In an effort to help locate missing children, the International Center for Missing & Exploited Children (ICMEC) has launched a global platform which integrates Biometrica Systems’ eMotive criminal background checking software to track potential child abductors and traffickers in real time with facial biometrics.

ICMEC’s new GMCNgine platform consists of four key components, with eMotive providing mutli-jurisdictional 24×7 continuous criminal background checks.

“Through our work with Biometrica, we have the opportunity to strengthen our community to protect vulnerable children around the world,” says Caroline Humer, Director of ICMEC’s Global Missing Children’s Network (GMCN). “Members of our network will be able to access information to help generate leads to recover missing children. We are grateful for this opportunity.”
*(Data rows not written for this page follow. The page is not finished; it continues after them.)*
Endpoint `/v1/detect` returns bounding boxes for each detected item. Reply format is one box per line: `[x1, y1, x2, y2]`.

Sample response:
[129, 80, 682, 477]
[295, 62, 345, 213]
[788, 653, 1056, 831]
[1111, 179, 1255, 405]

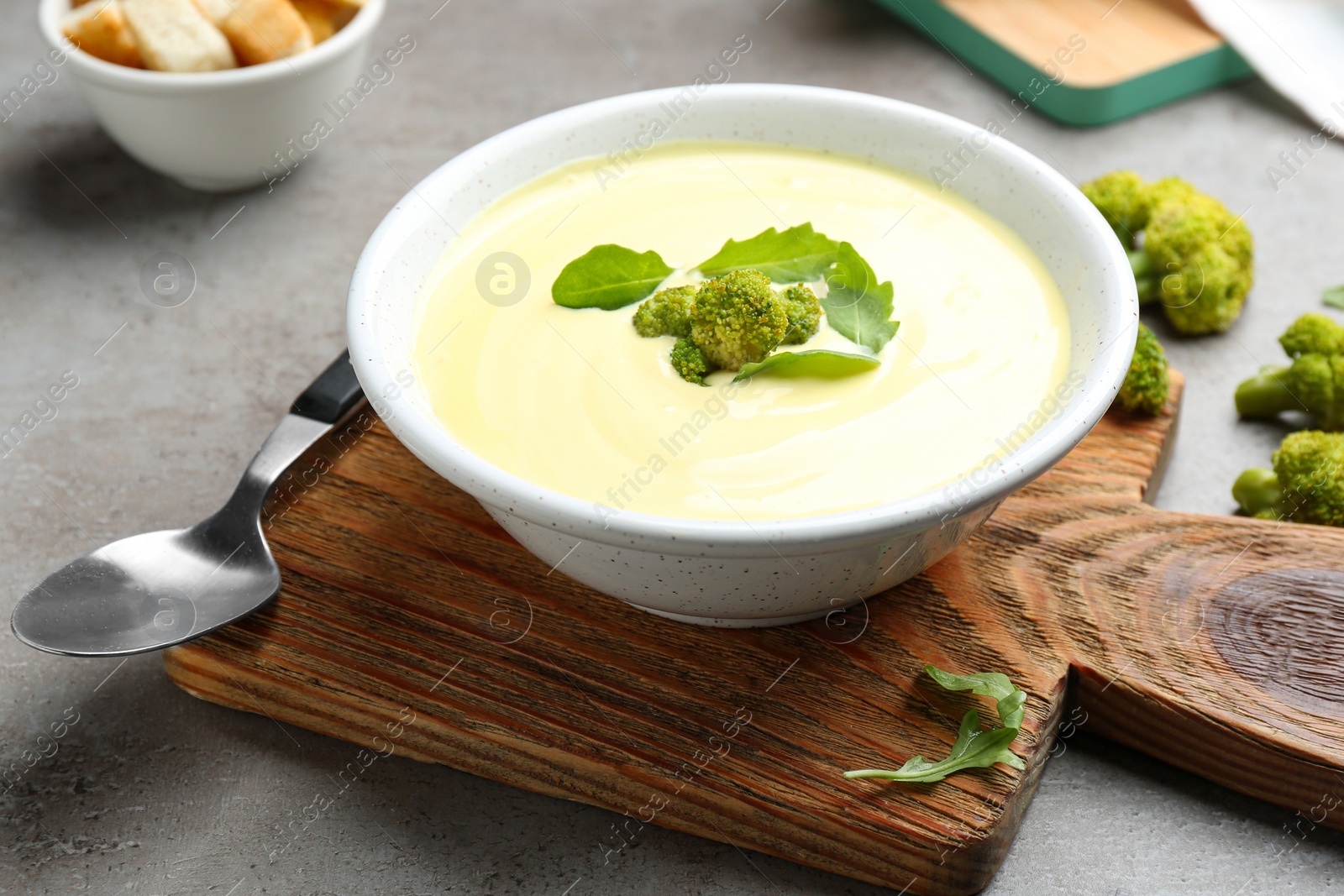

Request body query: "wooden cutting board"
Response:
[164, 368, 1344, 894]
[876, 0, 1254, 132]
“eMotive will allow a GMCN member to upload profiles of adults believed to have been last seen with a missing child into an encrypted silo that sits beneath Biometrica’s 100 percent law enforcement-sourced multi-jurisdictional criminal database,” explains Biometrica CEO Wyly Wade. “Algorithms will then run 24×7 facial recognition and text checks of that data set against the data in the criminal database.”

The other core components of the system are provided by FIA (Federation for Internet Alerts), Web-IQ, which scrapes data to connect photos, which are compared against photos of missing children by AWS Rekognition. ICMEC’s Chief Technology Officer calls the system “an artificial intelligence search engine with global reach,” and says it will search for missing children across five continents.

Rescuing children from abduction and exploitation has been one of the use cases for facial recognition referred to by vendors seeking to balance associations of the technology with excessive public surveillance, including recently Microsoft.